Tunnel Creek Cave – Kimberley
The Tunnel Creek Cave system is one of WA’s oldest and features a massive 750 metre-long tunnel with shallow water pools that visitors need to wade through.
A four-wheel drive is required to access Tunnel Creek National Park via Gibb River Road, or take a day trip from Derby, Fitzroy Crossing or Broome.
Mimbi Caves – Kimberley
Join Aboriginal guides for an inspiring and thrilling tour deep inside one of Australia’s most spectacular and significant cultural and geological sites.
This unique network of caves is a place of deep spiritual significance to the Gooniyandi people as well as being one of the most significant Devonian fossil sites in the world. The caves are 90kms east of Fitzroy Crossing.
Lake Cave – Margaret River
Lake Cave’s mirrored waters reflect the strikingly lit formations on its ceilings and walls. It is the only cave in the region with a permanent lake, and at 62 metres in depth it's the deepest of the three nearby tourist caves.
Entry is through a large hole in the ground known as a doline. Lake Cave is just below the CaveWorks interpretive centre and is a 20-minute drive south of Margaret River.
Ngilgi Cave – Yallingup
Ngilgi Cave is on Caves Road and was the first cave in WA open to tourists. Its dazzling network of tunnels and caverns wind some 40 metres below the ground.

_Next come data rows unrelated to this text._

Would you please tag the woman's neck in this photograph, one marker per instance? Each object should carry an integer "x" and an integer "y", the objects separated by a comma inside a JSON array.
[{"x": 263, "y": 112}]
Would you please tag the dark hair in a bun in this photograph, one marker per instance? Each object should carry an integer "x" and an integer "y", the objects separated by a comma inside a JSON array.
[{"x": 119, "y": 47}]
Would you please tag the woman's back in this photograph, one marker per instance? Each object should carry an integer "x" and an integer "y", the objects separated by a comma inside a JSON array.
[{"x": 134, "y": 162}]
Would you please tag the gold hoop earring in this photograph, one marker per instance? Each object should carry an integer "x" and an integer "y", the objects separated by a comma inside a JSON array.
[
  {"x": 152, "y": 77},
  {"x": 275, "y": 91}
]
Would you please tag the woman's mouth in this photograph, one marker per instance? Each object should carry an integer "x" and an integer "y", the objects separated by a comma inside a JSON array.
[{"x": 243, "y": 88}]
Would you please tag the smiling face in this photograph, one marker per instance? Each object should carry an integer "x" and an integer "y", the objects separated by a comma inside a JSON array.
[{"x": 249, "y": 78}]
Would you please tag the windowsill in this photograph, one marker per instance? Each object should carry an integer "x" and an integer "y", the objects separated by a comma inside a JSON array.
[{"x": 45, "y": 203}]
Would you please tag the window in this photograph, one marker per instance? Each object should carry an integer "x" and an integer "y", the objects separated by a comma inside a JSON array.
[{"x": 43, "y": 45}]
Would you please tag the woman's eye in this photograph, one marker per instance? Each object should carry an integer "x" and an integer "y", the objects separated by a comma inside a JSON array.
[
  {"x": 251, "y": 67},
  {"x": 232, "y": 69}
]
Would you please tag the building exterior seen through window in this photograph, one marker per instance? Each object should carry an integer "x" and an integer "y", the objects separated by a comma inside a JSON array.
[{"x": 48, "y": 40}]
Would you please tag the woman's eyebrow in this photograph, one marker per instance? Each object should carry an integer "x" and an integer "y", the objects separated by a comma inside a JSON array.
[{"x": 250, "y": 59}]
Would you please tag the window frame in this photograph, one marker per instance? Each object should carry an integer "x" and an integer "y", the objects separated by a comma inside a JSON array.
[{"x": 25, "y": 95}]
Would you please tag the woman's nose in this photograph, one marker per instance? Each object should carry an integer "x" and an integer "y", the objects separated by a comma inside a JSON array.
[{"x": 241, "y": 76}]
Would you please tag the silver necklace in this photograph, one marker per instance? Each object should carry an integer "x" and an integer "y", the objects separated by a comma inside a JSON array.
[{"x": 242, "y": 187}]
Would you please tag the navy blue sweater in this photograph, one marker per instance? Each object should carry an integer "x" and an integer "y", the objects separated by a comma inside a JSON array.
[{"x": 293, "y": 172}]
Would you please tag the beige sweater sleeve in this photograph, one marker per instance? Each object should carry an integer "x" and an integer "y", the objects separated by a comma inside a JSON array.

Boardwalks lead you down and through the chambers. You can take a regular guided tour or an adventure tour to crawl and climb through sections of the cave not usually seen by the public.
Jewel Cave – Augusta
This is one of WA’s most breathtaking tourist caves. It's also the biggest, with four massive chambers, and contains some of the longest ‘straw’ stalactites of any tourist cave in the world.
The chambers and incredible formations are spectacularly lit, adding to the extraordinary experience. Guided tours are run daily.
Mammoth Cave – Margaret River
Surrounded by towering karri and marri trees, Mammoth Cave is one of the South West’s biggest and most spectacular caves and is one of only a few caves in the area that also contains fossils.
It's easily accessible and has wheelchair access to the first massive chamber. Cave tours are self-guided with visitors listening to an audio tour on an MP3 player.
Moondyne Cave - Margaret River
In 2012, Moondyne Cave was re-opened to visitors after being closed for 10 years. Offering a different caving experience to the region’s other show caves, visitors are required to wear overalls, gloves and helmets for a tour by torchlight.
The cave is a mix of large crystal chambers and small passages, providing a challenging and unique experience.
Giants Cave – Margaret River
Giants Cave offers all the excitement of a true caving experience as you make your way along the marked paths of this huge unlit cave at your own pace.
At 575 metres long and 86 metres deep, it is one of the biggest and deepest caves in the Leeuwin-Naturaliste ridge. Sturdy footwear is recommended and a torch is provided as part of the entry fee.
Calgardup Cave – Margaret River
Water covering the floor of the three large chambers in Calgardup Cave creates spectacular reflections. There are no guided tours so you can explore at your own pace.
Elevated boardwalks along the way provide great views and the chance to stop and rest. Torch use is included in the entry fee.